Ad onor del vero, a Cadel sarebbe bastata una crono discreta, in linea con le sue prestazioni abituali contro il tempo, per conquistare la maglia gialla. Il neo-capoclassifica si trova ora infatti a poter gestire nella passerella conclusiva addirittura 1’34’’ su Andy Schleck, non propriamente deludente oggi in rapporto alle sue caratteristiche (17° posto di tappa a 2’38’’), ma dal quale non è arrivata la crono oltre i suoi standard – almeno al livello del Sastre di Saint-Amand-Montrond nel 2008, se non del Pantani di Le Creusot di dieci anni prima – che alcuni si aspettavano. Non si è avuta di fatto mai l’impressione che il duello potessi risolversi a favore del lussemburghese, o anche soltanto sul filo dei secondi: già al secondo intermedio Evans si era virtualmente vestito di giallo con buon margine, dopo che al primo il divario tra i due era stato più che dimezzato.
La Leopard Trek, sfumato un successo in cui sia gli Schleck sia il team credevano, si può in parte consolare con il 3° gradino del podio che Frank si è definitivamente assicurato, grazie ad una crono quasi analoga a quella del fratello (appena 3’’ in più), resistendo così al mai troppo minaccioso recupero di un ottimo Voeckler, 13° di tappa e 4° in generale. Il francese ha a sua volta tenuto a distanza un Alberto Contador che ha dato un’ulteriore prova di crescente condizione, chiudendo al 3° posto una frazione che gli è valsa anche il sorpasso ai danni di Damiano Cunego per la quinta piazza a Parigi. Analoga operazione ai danni del veronese è riuscita a Samuel Sanchez, che chiude con un saldo decisamente in attivo questa Grande Boucle, forte di un successo di tappa, due secondi posti (sempre in arrivi in salita), il 6° posto finale e la maglia a pois.

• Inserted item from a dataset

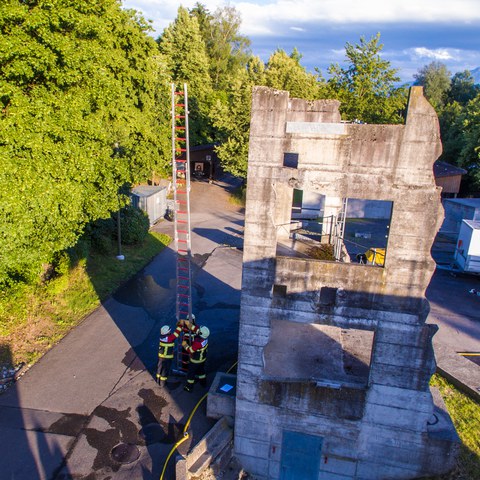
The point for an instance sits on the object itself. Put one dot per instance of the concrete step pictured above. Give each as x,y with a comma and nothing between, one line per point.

Cunego resta comunque il migliore degli italiani, conservando 1’ abbondante su un Ivan Basso che ha confermato lo scarsissimo smalto mostrato sulle Alpi, completando una seconda parte di Tour che autorizza a candidarlo al titolo di delusione della corsa: partito con ambizioni di maglia gialla e apparso tra i più brillanti a Luz Ardiden, Basso ha visto le sue quotazioni calare costantemente da lì in avanti, fino ad un 8° posto finale che sa di fallimento, e che le cadute con serie conseguenze di grossi calibri quali Van den Broeck, Vinokourov, Leipheimer, Horner, Brajkovic, Kloden, Gesink e Wiggins.
Senz’altro più positiva la 7a piazza finale di Cunego, benché anche per questo risultato valga la riserva relativa ai tanti forfait, e non si possa tralasciare il fatto che, a fronte di una ritrovata regolarità , siano completamente mancati al Tour del capitano Lampre gli acuti dei giorni migliori.
Dopo che ne abbiamo decantato in ogni modo i meriti, Cadel Evans è ovviamente autorizzato a fare i debiti scongiuri in vista della tappa di domani, 95 km di passerella che possono preoccupare soltanto per eventuali incidenti. A scanso di (altre) circostanze clamorosamente sfortunate, Cadel Evans, dopo aver colto a Mendrisio 22 mesi fa il primo grande trionfo della carriera, metterà finalmente le mani, a 34 anni suonati, sul tanto agognato Tour de France. Non male, per un eterno secondo.